Le cancer du sein constitue le cancer le plus fréquent et le plus mortel chez la femme dans le monde et en France, avec plus de 58 000 nouveaux cas diagnostiqués et plus de 12 000 décès en 2018. Le bilan d’extension de la maladie est crucial dans la planification de la stratégie thérapeutique. Le risque métastatique est faible pour les tumeurs localisées (< 0,5) et augmente avec le stade de la maladie (6 % pour le stade IIb, 34 % pour le stade III et jusqu’à 40-50 % en cas de cancer inflammatoire). Alors que l’évaluation locale de la maladie repose sur le couple mammographie/échographie et l’IRM mammaire, le bilan d’extension à distance est recommandé pour les cancers du sein à haut risque métastatique. Selon les recommandations de l’Institut national du cancer (INCa) de juillet 2012, le bilan d’extension est indiqué pour les tumeurs cT3-T4 ou cN+ en association avec le scanner thoraco-abdomino-pelvien avec injection de produit de contraste iodé. La scintigraphie osseuse est un examen maintenant largement disponible et présente une bonne sensibilité dans la recherche d’une atteinte métastatique osseuse, mais reste limitée dans l’évaluation de la réponse tumorale aux traitements. La TEP-TDM au 18FDG a démontré de bonnes performances dans le bilan d’extension à distance des cancers du sein ou dans la recherche de récidive, mais sa sensibilité est variable selon les caractéristiques histopathologiques de la tumeur (sous-type histologique, statut des récepteurs hormonaux). Ces éléments sont importants à prendre en compte dans le choix de l’examen à prescrire pour effectuer le bilan d’extension de la maladie. Le développement de nouveaux médicaments radiopharmaceutiques (18F-estradiol, analogues du GRP marqués au 68Ga) visant des cibles plus spécifiques du cancer du sein constitue un très fort potentiel pour une prise en charge de plus en plus personnalisée de la maladie dans les années à venir.
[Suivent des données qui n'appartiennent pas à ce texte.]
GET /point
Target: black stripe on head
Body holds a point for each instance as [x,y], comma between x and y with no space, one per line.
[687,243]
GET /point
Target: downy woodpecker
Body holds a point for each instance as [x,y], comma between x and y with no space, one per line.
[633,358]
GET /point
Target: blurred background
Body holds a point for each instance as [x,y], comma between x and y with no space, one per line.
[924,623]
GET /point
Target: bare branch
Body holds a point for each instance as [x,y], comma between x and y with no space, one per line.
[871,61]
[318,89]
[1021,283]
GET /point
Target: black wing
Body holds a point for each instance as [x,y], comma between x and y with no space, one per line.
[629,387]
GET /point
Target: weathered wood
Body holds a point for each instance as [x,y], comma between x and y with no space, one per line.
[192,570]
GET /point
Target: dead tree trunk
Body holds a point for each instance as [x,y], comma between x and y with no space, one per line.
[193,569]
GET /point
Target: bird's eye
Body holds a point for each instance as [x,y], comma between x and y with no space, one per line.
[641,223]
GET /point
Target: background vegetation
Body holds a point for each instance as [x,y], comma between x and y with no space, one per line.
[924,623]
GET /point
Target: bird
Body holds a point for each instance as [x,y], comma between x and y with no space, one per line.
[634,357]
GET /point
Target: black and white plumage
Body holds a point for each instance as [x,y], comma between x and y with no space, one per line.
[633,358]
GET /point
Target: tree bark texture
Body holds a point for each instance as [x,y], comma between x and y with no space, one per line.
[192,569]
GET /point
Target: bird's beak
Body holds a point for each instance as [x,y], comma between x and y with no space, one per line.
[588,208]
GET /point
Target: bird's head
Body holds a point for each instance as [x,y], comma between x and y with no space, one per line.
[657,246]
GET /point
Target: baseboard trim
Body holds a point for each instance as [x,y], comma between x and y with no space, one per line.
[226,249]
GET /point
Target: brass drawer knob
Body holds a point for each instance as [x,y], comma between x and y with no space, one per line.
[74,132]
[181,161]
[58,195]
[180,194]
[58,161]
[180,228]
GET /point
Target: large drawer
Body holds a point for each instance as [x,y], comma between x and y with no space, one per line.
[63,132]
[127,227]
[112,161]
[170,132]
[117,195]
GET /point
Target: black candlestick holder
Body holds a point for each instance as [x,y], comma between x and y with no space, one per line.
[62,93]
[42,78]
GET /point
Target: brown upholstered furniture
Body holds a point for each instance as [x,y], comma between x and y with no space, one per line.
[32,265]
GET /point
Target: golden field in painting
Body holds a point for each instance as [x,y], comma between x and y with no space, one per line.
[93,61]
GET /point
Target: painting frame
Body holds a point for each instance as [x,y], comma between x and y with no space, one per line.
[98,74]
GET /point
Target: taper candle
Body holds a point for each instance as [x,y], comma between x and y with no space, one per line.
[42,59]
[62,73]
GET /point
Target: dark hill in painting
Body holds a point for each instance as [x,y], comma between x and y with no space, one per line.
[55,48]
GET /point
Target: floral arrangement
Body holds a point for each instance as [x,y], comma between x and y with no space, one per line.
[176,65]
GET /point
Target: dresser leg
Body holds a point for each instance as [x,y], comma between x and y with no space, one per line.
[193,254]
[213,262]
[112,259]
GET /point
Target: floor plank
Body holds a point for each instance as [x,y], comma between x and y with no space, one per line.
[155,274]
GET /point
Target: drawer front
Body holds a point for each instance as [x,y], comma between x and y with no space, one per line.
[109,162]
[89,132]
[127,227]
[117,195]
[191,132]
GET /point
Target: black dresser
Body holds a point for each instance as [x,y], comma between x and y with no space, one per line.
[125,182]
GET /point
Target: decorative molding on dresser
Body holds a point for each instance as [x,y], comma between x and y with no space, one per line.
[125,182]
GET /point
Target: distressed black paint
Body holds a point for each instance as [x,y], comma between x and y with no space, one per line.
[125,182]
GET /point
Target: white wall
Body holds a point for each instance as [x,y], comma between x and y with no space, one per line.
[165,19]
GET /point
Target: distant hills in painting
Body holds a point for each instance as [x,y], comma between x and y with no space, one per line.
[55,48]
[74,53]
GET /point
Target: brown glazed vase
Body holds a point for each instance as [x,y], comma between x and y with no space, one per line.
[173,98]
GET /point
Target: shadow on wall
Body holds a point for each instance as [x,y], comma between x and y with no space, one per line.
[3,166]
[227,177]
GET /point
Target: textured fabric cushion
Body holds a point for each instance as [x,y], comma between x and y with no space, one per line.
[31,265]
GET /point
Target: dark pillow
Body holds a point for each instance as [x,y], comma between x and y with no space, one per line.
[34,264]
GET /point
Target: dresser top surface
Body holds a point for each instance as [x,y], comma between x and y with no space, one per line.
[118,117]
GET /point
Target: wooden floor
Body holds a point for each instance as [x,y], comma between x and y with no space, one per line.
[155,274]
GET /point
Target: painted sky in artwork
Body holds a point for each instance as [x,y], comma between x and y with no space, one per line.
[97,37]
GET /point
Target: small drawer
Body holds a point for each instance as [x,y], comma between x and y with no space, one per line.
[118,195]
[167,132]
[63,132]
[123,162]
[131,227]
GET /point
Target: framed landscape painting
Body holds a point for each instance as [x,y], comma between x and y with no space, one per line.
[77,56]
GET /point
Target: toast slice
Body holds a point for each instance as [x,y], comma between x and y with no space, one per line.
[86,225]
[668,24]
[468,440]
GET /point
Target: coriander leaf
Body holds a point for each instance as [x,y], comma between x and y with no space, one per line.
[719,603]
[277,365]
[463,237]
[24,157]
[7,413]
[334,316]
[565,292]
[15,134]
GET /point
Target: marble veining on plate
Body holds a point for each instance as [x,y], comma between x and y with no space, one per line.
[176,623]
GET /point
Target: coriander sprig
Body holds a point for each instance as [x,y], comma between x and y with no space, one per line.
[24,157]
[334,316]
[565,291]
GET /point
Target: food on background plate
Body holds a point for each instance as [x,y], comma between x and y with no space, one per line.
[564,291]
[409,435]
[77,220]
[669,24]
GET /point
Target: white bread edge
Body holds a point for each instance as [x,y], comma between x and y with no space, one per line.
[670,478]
Apport de la scintigraphie osseuse dans la prise en charge du cancer du sein
Bilan d’extension
La scintigraphie osseuse est une technique d’imagerie nucléaire largement utilisée dans le bilan d’extension osseux des cancers du sein à haut risque métastatique. Elle repose sur l’utilisation de bisphosphonates marqués au 99mTc, qui se fixent sur les cristaux d’hydroxyapatite en maturation. Il s’agit donc d’une imagerie de la maturation osseuse qui permet de visualiser indirectement les métastases osseuses ostéoblastiques ou mixtes. Elles peuvent survenir 2 à 18 mois avant l’apparition de signes cliniques ou radiologiques, ce qui en fait un examen de choix pour la détection précoce de la maladie métastatique osseuse. L’acquisition corps entier permet de visualiser l’ensemble du squelette en une seule image, et de détecter l’existence de lésions sur le squelette appendiculaire qui n’est généralement pas exploré avec les autres techniques d’imagerie. Les traceurs utilisés étant non spécifiques du remodelage osseux, la scintigraphie osseuse peut également révéler des anomalies ostéoarticulaires non métastatiques comme l’arthrose, des lésions traumatiques (fissures, fractures) ou certaines tumeurs osseuses bénignes (enchondrome, dysplasie fibreuse, maladie de Paget), pouvant être à l’origine de faux positifs.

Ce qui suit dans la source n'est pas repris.